The study, carried out by the Workforce Institute and workforce management solutions firm Kronos, found found that £60 billion ($88 billion) is lost annually as a result of over-complex administration, with 77% of respondents claiming that outdated systems and technology as their biggest workforce challenges.
One in six employees said better technology would boost their productivity. 82% struggle to complete their daily tasks due to workplace complexity. Respondents said that reducing admin and paperwork by implementing automation technology was the answer.
Only 35% of employees rate their performance as strong. Manual systems were cited as a productivity drain by 72% of respondents. A saving of just one hour’s work, per employee, per month, would save British public companies £21.4 billion ($31.3 billion) per year.
“The truth is that all technology within a business needs to be as up to date as possible,” Neil Pickering, head of industry and customer insight at Kronos, told Red Herring. “Neglecting some areas, which might at first seem unimportant, can have a direct impact on the wider organization through lost efficiency and productivity. Sometimes this might simply require the reconfiguration of existing technology that was previously overlooked, or a small update to meet the evolving needs of the business.”
The cost of latest technology being restrictive was a common opinion from business leaders, added Pickering: “In fact, having up to date technology is more likely to save the company money. With the increasing availability of cloud and SaaS, there is no need for expensive infrastructure and time to value is more immediate.
“But that is not the only roadblock (towards better performance),” he added. “A lack of knowledge, understanding or exposure to the technology and its capabilities is also a factor. As we see the growing influence of automation and insight in concepts like Manufacturing 4.0, organizations that don’t embrace and maximize these capabilities will find it increasingly difficult to keep up with competitors that do.”
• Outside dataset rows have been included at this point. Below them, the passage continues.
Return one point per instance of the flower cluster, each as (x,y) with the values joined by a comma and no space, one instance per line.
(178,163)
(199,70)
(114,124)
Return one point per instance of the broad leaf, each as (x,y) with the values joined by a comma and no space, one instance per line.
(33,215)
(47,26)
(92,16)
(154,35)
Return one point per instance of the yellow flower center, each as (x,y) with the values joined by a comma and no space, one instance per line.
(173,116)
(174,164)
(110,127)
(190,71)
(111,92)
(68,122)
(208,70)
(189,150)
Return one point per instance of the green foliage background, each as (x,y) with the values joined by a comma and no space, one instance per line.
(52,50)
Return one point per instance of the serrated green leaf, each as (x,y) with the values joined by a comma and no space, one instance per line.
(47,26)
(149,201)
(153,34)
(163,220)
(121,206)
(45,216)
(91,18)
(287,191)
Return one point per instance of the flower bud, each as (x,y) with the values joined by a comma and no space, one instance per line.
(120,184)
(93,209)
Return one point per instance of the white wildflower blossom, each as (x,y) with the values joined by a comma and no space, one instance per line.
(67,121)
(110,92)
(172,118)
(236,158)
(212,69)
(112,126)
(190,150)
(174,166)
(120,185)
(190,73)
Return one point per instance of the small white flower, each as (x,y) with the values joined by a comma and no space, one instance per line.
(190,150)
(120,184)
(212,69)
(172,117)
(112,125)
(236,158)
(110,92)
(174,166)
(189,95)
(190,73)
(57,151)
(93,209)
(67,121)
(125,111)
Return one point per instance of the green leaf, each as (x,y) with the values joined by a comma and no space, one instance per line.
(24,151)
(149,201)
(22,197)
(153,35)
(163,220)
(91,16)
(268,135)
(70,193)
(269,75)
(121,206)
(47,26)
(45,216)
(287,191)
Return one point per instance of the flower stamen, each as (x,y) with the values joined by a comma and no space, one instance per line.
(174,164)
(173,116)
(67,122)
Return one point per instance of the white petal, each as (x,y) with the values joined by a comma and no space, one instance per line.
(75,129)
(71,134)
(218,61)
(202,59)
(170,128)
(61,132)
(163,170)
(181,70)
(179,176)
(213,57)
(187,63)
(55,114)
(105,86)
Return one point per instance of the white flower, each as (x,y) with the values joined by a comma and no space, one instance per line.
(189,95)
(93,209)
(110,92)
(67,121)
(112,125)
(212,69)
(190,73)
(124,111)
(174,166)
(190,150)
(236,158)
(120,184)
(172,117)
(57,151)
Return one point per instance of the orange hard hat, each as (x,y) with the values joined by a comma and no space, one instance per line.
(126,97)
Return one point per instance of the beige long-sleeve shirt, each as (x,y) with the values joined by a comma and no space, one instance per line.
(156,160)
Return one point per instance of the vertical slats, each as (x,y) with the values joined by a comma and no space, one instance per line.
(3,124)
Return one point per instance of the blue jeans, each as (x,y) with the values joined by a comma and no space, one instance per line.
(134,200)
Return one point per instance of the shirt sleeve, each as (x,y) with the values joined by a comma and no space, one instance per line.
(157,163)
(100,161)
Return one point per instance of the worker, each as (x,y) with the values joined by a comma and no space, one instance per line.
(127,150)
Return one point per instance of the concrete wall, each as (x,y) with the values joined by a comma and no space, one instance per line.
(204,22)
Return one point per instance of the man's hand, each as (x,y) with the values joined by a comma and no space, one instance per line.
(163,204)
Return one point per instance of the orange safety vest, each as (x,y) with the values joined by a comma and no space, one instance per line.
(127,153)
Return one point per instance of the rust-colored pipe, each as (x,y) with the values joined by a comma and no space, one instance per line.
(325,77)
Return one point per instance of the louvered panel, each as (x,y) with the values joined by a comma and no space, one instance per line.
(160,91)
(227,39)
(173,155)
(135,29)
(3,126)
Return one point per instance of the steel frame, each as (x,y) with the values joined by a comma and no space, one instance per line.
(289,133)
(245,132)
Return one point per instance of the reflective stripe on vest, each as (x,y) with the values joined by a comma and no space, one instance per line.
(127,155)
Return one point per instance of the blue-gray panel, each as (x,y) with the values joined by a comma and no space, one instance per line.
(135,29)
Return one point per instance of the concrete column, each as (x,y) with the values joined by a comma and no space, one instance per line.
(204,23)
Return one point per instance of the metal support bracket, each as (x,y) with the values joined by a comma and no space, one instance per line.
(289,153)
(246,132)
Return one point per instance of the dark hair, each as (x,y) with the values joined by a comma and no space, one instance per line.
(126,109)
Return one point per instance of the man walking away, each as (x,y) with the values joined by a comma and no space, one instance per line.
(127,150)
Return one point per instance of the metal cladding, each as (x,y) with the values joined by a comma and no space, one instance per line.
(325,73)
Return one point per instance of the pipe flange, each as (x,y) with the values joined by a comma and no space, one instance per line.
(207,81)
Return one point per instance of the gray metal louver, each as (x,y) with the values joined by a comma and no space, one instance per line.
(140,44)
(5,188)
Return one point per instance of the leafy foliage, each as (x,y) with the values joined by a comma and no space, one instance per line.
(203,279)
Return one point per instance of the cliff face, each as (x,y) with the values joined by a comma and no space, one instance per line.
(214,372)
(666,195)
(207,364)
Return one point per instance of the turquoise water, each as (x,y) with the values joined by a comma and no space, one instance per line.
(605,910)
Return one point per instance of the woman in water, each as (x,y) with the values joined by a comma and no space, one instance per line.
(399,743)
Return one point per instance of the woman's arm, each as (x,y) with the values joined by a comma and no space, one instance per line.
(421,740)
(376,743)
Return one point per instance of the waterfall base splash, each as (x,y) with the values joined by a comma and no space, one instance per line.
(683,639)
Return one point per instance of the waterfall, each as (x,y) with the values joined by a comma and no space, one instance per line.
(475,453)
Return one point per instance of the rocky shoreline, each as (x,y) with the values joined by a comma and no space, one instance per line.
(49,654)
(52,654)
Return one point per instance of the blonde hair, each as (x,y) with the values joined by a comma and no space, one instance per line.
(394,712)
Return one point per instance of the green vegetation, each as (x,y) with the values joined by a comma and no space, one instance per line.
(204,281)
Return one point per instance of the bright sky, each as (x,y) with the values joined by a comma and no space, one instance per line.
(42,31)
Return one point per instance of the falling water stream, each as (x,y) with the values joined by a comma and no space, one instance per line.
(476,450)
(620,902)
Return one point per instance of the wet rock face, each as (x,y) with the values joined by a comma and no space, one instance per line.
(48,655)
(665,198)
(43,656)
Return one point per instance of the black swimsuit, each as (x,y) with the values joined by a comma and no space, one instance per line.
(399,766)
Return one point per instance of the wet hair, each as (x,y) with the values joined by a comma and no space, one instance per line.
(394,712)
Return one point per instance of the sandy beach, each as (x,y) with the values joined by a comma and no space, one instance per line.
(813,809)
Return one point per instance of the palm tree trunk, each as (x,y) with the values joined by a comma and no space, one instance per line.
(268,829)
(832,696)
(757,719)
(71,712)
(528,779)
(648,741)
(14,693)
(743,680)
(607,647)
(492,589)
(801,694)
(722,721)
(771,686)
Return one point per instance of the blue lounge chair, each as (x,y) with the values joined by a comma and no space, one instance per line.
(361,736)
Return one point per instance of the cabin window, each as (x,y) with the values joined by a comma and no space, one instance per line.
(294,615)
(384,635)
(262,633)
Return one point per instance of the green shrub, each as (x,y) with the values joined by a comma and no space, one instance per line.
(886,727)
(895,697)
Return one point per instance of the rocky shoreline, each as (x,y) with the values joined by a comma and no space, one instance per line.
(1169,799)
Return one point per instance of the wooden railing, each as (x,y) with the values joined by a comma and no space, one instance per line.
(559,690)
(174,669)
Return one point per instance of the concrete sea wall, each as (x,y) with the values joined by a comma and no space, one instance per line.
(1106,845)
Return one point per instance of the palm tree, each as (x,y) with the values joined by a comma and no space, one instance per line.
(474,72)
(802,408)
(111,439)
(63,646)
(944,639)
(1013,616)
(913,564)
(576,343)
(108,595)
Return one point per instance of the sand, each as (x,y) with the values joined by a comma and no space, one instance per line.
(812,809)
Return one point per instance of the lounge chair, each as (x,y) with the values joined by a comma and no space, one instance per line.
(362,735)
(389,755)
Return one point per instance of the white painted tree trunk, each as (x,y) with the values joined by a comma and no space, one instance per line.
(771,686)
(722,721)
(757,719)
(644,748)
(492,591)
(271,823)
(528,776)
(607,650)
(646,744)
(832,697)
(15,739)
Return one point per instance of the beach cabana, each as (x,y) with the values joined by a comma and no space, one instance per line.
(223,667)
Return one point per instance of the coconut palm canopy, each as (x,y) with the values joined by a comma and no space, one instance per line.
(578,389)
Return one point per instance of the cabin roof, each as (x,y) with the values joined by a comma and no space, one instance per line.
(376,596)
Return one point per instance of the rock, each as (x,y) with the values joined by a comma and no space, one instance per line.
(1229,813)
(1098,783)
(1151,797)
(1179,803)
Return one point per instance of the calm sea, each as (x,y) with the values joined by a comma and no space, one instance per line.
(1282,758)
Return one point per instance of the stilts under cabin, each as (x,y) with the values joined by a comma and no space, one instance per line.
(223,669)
The survey also stressed the need for management engagement with employees, and that increasing the salaries of disengaged employees would not boost engagement or keep them at the business. Employees, the report found, are most likely to leave a company if they do not feel valued.
“It is important that business leaders listen to their employees,” said Pickering. “Within a multi-generational workforce, different people will want different things. Our research shows that millennials are more likely to want flexible working for example than Baby Boomers.
“As businesses embrace new technologies and practices, they must be careful to ensure it allows them to spend more time on the most important part of their job rather than distracting them,” he added. “The more traditional management practices should not be neglected. Human communication is key.”